Main Buliding
The throne itself was made of perishable material, probably wood, no doubt decorated with ivory or other inlaid work. This spacious hall, 12.90 m long and 11.20 m wide (42.3 χ 36.8 feet), was bright with multicolored painted decoration. The floor was laid out in squares (Fig. 7), each bearing linear patterns in red, yellow, blue, white and black, and perhaps other colors. Only in front of the throne was there a somewhat realistic representation, of a huge octopus.
The hearth was also adorned with painted patterns (flames, notches, and spirals) on the riser, a narrow ledge, and the broad border that surrounded the place for the fire. Near the hearth, beside the western column base, stood a clay table of offerings, coated with stucco. The columns, with their thirty-two flutes, and all the woodwork of ceiling and balcony were no doubt brightly painted. All four walls were covered with frescoes. A preserved fresco of a lion and griffin comes from the wall to the left of the throne; it was probably matched by another pair to the right.
Farther to the viewer's right on the same wall was a banquet scene, perhaps the culmination of a procession of men and women leading a bull to sacrifice, which begins in room 5. One of the most evocative fragments shows a male figure seated on a rock and playing a lyre (Fig. 8).
Beside the throne, at the king's right, is a curious installation—a shallow basin-like hollow in the floor—from which a narrow V-shaped channel leads to a second slightly lower hollow some 2 m (6.5 feet) distant. It might have been a convenience to permit the king, without getting down from his throne, to pour out libations to one or another of the gods, a ceremony often mentioned in the Homeric poems.
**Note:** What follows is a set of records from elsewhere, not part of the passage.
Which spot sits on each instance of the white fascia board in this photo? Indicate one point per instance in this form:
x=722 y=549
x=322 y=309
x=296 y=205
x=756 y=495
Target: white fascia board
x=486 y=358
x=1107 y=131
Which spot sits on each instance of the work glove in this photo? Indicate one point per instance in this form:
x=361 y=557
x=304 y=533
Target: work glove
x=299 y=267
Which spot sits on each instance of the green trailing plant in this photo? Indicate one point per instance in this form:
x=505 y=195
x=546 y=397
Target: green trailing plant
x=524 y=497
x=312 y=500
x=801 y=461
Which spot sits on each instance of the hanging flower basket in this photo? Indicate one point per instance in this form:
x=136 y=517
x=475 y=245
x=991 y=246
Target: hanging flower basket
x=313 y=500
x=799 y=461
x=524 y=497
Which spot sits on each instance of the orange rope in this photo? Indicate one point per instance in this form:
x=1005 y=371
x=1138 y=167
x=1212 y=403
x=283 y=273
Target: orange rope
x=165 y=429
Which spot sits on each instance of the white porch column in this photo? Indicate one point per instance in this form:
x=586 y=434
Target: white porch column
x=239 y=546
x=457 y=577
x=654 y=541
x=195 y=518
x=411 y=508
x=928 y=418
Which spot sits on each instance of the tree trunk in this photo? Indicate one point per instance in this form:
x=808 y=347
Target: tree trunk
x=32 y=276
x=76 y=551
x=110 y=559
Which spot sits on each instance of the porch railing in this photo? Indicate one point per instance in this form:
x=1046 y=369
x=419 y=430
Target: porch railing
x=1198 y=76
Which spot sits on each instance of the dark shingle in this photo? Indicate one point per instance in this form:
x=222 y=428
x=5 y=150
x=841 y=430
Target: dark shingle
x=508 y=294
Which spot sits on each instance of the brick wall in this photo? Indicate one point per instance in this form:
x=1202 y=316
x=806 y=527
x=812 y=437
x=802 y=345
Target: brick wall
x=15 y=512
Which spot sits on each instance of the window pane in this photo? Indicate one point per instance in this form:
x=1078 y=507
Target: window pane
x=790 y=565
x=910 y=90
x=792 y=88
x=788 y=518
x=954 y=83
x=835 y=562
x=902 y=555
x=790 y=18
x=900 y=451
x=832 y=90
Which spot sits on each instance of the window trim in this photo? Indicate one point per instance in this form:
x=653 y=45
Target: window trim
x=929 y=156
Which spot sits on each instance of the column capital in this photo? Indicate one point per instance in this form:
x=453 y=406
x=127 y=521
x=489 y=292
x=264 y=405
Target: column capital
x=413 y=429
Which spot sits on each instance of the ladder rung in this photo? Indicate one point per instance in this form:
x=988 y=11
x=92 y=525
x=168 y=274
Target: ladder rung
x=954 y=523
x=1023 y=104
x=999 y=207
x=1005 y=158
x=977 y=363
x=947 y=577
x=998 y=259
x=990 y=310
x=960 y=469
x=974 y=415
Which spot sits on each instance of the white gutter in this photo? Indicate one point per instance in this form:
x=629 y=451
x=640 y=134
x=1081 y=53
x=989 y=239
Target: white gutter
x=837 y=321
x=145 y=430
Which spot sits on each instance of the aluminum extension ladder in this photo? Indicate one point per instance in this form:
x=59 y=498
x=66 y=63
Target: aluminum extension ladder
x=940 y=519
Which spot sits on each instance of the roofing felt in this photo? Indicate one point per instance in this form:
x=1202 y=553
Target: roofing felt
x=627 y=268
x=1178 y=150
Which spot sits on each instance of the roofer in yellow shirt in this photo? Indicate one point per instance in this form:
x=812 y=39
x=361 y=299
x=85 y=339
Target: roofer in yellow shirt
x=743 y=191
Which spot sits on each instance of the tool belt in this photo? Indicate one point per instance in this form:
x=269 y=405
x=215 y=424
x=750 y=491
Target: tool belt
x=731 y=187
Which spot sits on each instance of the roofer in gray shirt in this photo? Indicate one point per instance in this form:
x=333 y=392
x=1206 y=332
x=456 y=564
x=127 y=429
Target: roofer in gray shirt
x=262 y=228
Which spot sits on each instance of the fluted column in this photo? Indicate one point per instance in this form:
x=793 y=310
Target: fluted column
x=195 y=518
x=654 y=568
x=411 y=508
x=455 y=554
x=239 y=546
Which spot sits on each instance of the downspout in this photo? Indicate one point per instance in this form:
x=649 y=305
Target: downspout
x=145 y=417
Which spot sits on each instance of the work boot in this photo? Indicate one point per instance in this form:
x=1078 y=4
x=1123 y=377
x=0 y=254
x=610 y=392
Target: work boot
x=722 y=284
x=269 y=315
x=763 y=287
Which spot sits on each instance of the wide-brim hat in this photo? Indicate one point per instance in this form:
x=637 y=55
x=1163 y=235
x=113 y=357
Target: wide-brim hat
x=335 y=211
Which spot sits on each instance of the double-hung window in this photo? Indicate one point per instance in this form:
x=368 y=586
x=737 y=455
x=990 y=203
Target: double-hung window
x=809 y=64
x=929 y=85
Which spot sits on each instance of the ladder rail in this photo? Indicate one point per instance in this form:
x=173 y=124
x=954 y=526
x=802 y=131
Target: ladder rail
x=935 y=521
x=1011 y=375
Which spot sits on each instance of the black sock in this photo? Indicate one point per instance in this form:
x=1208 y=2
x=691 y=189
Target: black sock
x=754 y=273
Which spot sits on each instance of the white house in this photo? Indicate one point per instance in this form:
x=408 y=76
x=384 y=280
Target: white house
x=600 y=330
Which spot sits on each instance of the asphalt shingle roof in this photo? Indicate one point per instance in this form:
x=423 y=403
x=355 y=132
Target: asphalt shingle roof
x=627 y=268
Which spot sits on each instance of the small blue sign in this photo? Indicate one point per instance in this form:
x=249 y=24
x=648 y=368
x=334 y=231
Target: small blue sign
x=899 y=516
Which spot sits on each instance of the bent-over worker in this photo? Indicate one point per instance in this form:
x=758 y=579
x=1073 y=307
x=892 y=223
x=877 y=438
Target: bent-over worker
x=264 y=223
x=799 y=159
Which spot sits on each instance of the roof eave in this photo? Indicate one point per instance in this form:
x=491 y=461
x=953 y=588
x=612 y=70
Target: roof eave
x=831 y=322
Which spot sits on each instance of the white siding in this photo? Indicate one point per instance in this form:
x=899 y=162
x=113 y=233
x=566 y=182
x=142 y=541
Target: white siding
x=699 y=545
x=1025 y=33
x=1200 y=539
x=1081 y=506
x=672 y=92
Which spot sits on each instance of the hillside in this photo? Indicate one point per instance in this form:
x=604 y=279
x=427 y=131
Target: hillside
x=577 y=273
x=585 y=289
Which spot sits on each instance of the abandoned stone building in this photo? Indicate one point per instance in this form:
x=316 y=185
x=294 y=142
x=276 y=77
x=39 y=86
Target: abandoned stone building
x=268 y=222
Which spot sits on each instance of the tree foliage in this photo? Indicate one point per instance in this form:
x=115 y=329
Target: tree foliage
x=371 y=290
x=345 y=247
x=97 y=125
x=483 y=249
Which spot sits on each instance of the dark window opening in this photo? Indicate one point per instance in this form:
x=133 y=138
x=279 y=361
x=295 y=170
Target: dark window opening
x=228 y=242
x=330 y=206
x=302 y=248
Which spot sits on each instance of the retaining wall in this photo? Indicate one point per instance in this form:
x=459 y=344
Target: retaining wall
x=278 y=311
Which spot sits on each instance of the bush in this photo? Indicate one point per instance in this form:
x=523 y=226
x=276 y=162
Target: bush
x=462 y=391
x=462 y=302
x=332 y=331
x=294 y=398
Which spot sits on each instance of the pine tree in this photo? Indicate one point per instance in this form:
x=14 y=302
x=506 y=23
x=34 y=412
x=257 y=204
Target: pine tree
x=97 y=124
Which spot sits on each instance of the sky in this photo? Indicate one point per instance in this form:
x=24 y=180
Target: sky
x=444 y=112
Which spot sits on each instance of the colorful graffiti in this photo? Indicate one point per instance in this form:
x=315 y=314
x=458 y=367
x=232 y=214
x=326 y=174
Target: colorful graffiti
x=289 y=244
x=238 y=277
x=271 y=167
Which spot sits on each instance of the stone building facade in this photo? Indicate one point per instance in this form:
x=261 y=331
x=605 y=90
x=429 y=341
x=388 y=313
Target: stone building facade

The many open slots and grooves visible in the walls surrounding the throne room once contained the great ver¬tical and horizontal beams which in Mycenaean architecture made up the sturdy framework of the walls. Originally the beams may have been left visible in the face of the wall, more-or-less in the fashion of the half-timbered style in England; but in the later phases of the palace the timbers were all covered over with plaster and could not be seen. It is obvious that the wooden beams contributed much to the intensity of the fire that destroyed the palace and turned so many of its stones into lime.